An ENL tutor at H.W. Smith Pre-K-8 School (SCSD), Nguyen says she chose the program so she could help her students learn to read. “Many of them speak fluent English, but they can’t read,” she says, explaining that her undergraduate degree in Teaching English to Speakers of Other Languages emphasized decoding language rather than literacy.
The SOE graduate degree, she says, compliments her knowledge as well as her original certification, for teaching kindergarten through 12th grade. Moreover, the program’s inquiry-based approach compliments her understanding of literacy as “not just about language but also about understanding content.”
In the morning session, Nguyen tutors Maria. Born outside the U.S., Maria is a bright fourth-grade ENL student and a budding artist whose research interest is how to draw hands and eyes. Nugyen says she immediately connected with Maria because she too was born in another country—Vietnam—and didn’t learn to speak or read English fluently until after she immigrated, at age 10.
“Maria speaks a different language at home, and she has learned to read by memorization rather than decoding,” Nguyen says. “Like other kids, she needs breaks and benefits from different approaches, but she is very enthusiastic and energetic. She’s self-motivated.”
Shy at first, by the end of the three-week session, Nguyen says she and Maria were joking together. One particular student-centered research technique seemed to work well. “When she asked a question about her research, I pretended not to know,” says Nguyen. “Maria said, ‘But you’re the teacher!’ She can be afraid to make mistakes, but instead of telling her the answer, we researched together so that I could direct her toward it. That took the pressure off her.”
Although posters of Maria’s research and practice drawings are taped on the walls, for her final presentation she chose PowerPoint slides. “She did great,” says Nguyen. “Maria is growing as a student in her own way. She’s becoming more confident.”
Jang notes that the Summer Literacy Clinic is one of several community-based literary services offered by the School of Education. It is joined by Writing Our Lives at Elmcrest Children’s Center, a literacy and creativity program that empowers youth to share their stories, developed by Associate Provost Marcelle Haddix, and the Breedlove Readers Book Club, directed by Professor Courtney Mauldin. Another program is SOE’s Spring Reading Clinic, which offers explicit, phonics-based literacy intervention using the Road to Reading program.

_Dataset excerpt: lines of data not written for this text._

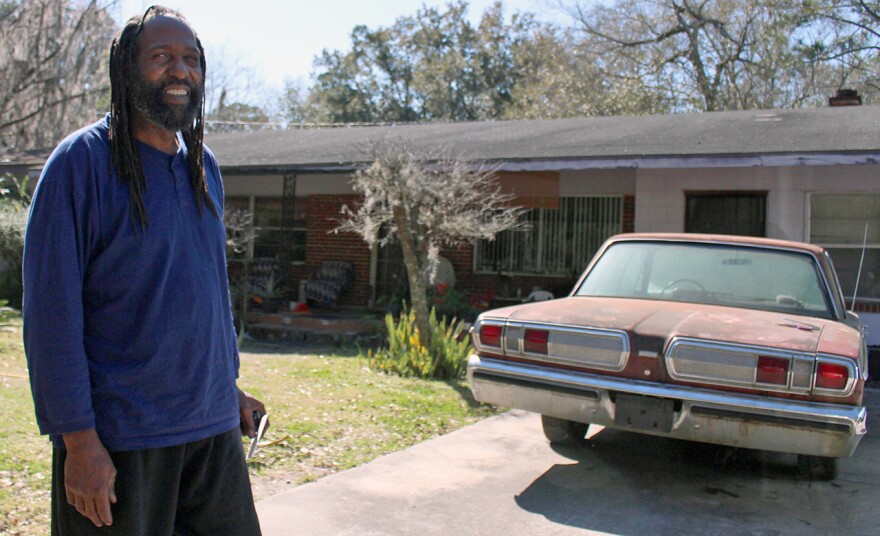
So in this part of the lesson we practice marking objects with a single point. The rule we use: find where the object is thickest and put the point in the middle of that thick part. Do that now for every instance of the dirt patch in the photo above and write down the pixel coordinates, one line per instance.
(264, 486)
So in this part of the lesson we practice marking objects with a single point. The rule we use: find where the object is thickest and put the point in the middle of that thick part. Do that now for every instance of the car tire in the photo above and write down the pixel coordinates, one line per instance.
(563, 432)
(817, 467)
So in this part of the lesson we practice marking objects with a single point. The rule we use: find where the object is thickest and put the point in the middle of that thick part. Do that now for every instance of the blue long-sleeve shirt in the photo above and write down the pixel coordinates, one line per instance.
(128, 331)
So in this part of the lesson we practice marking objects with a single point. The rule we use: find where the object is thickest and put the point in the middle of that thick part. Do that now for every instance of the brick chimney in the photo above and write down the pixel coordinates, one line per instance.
(845, 97)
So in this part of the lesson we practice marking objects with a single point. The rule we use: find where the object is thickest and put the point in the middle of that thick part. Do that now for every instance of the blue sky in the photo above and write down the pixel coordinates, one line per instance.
(279, 38)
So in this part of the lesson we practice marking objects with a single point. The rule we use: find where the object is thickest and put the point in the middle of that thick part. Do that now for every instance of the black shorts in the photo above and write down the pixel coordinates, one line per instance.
(200, 488)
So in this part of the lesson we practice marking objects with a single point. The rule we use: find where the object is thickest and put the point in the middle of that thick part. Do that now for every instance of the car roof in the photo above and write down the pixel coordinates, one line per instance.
(719, 239)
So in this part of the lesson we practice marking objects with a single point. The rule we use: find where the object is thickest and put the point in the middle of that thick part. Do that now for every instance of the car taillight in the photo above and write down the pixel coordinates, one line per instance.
(772, 370)
(831, 376)
(490, 335)
(535, 341)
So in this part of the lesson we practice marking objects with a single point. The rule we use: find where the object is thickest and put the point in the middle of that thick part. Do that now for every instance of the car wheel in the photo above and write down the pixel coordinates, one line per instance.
(563, 432)
(817, 467)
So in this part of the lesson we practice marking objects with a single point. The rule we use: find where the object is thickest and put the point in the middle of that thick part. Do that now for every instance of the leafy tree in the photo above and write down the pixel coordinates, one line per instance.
(233, 90)
(702, 54)
(434, 66)
(842, 37)
(427, 201)
(53, 66)
(569, 81)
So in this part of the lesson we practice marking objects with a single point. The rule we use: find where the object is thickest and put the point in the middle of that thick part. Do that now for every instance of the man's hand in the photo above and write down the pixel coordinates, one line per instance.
(247, 404)
(89, 477)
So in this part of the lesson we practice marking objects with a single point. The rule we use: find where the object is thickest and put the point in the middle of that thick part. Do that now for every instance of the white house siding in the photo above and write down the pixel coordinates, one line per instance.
(273, 185)
(660, 199)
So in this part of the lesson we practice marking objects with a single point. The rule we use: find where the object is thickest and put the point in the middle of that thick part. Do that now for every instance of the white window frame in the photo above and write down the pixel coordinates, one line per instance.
(831, 246)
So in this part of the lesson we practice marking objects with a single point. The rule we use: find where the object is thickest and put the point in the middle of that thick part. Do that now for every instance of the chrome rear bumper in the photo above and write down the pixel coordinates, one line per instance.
(719, 417)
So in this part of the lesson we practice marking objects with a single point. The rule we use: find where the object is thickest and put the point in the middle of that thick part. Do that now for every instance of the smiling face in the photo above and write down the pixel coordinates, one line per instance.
(167, 83)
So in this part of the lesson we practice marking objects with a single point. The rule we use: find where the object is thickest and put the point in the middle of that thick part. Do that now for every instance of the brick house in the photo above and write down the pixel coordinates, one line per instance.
(810, 175)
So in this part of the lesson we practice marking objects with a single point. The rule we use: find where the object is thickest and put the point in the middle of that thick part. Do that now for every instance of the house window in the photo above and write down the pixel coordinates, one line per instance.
(558, 241)
(838, 222)
(731, 213)
(273, 240)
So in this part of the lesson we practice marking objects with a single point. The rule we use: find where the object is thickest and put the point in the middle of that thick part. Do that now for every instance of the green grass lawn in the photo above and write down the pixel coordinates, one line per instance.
(328, 413)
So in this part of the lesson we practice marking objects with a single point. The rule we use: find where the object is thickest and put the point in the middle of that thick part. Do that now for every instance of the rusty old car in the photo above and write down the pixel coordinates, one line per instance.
(735, 341)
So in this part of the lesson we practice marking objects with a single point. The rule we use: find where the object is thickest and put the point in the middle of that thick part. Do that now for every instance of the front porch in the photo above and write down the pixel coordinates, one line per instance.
(335, 326)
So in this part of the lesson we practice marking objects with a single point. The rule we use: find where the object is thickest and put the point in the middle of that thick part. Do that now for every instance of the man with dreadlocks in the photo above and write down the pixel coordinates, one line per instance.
(128, 326)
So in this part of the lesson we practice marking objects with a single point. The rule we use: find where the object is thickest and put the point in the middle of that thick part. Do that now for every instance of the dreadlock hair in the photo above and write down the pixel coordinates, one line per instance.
(125, 154)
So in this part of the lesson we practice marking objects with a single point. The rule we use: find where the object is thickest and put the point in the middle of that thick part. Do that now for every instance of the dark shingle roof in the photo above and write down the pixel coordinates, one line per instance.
(803, 132)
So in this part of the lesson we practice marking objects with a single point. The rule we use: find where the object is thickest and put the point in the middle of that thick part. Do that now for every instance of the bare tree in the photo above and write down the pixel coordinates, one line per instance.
(843, 36)
(236, 98)
(428, 201)
(53, 65)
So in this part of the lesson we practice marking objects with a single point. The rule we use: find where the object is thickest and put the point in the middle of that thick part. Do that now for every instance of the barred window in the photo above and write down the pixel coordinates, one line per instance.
(557, 242)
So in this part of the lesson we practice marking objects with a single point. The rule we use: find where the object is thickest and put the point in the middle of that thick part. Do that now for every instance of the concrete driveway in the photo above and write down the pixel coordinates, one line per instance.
(500, 476)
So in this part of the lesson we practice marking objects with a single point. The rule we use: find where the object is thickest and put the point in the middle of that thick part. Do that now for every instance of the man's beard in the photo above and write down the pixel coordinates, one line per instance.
(148, 99)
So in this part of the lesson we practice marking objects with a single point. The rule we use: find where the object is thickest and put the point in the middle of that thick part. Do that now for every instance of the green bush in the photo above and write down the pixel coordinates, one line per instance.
(444, 358)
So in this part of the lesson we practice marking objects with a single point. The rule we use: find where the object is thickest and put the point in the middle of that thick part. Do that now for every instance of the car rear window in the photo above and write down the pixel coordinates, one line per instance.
(714, 274)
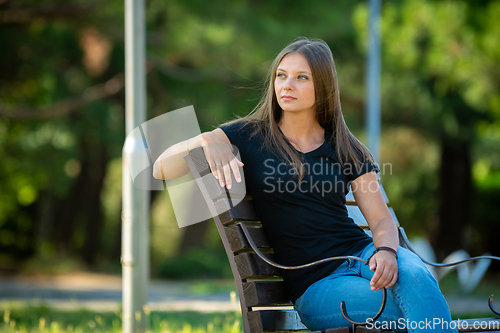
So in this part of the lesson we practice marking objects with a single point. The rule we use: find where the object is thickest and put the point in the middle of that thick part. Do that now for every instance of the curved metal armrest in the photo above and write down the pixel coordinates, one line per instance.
(408, 245)
(343, 309)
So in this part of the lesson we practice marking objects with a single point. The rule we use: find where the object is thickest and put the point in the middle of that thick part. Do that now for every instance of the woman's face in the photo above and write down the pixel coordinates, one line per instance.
(294, 84)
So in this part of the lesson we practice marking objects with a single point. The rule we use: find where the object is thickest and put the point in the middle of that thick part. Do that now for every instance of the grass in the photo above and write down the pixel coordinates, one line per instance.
(42, 319)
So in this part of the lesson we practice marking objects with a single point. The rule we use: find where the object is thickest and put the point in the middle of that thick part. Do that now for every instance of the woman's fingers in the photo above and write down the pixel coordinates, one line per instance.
(386, 272)
(235, 164)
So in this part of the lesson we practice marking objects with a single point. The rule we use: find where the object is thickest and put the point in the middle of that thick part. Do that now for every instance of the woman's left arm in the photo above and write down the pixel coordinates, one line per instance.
(371, 202)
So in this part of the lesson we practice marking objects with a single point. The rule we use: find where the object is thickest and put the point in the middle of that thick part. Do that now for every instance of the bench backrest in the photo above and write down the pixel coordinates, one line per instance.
(265, 306)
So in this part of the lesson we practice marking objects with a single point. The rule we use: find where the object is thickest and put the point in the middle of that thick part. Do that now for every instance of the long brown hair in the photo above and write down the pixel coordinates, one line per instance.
(266, 115)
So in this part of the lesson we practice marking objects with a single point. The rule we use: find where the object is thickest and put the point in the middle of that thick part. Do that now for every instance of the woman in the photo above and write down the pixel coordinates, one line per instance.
(300, 159)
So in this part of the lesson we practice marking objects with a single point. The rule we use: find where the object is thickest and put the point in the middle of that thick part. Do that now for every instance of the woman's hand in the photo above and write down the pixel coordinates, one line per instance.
(221, 159)
(385, 265)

Jang praises SCSD’s literacy partnership with the School and University—“They have really been wonderful in supporting us”—citing a July 2023 Literacy Summit as another example of how the SCSD and University are working together to improve reading in the district and train diverse literacy coaches.
Led by Haddix at the Nancy Cantor Warehouse, the summit featured SOE Dean Kelly Chandler-Olcott and Mauldin, who discussed SOE’s literacy initiatives. Also speaking were SCSD representatives (presenting on the “Landscape of Literacy Education in Syracuse”) and the University’s Shaw Center for Community Engagement Literacy Tutoring Corps. Part of America Reads, the Corps sends more than 200 reading tutors into the community each year.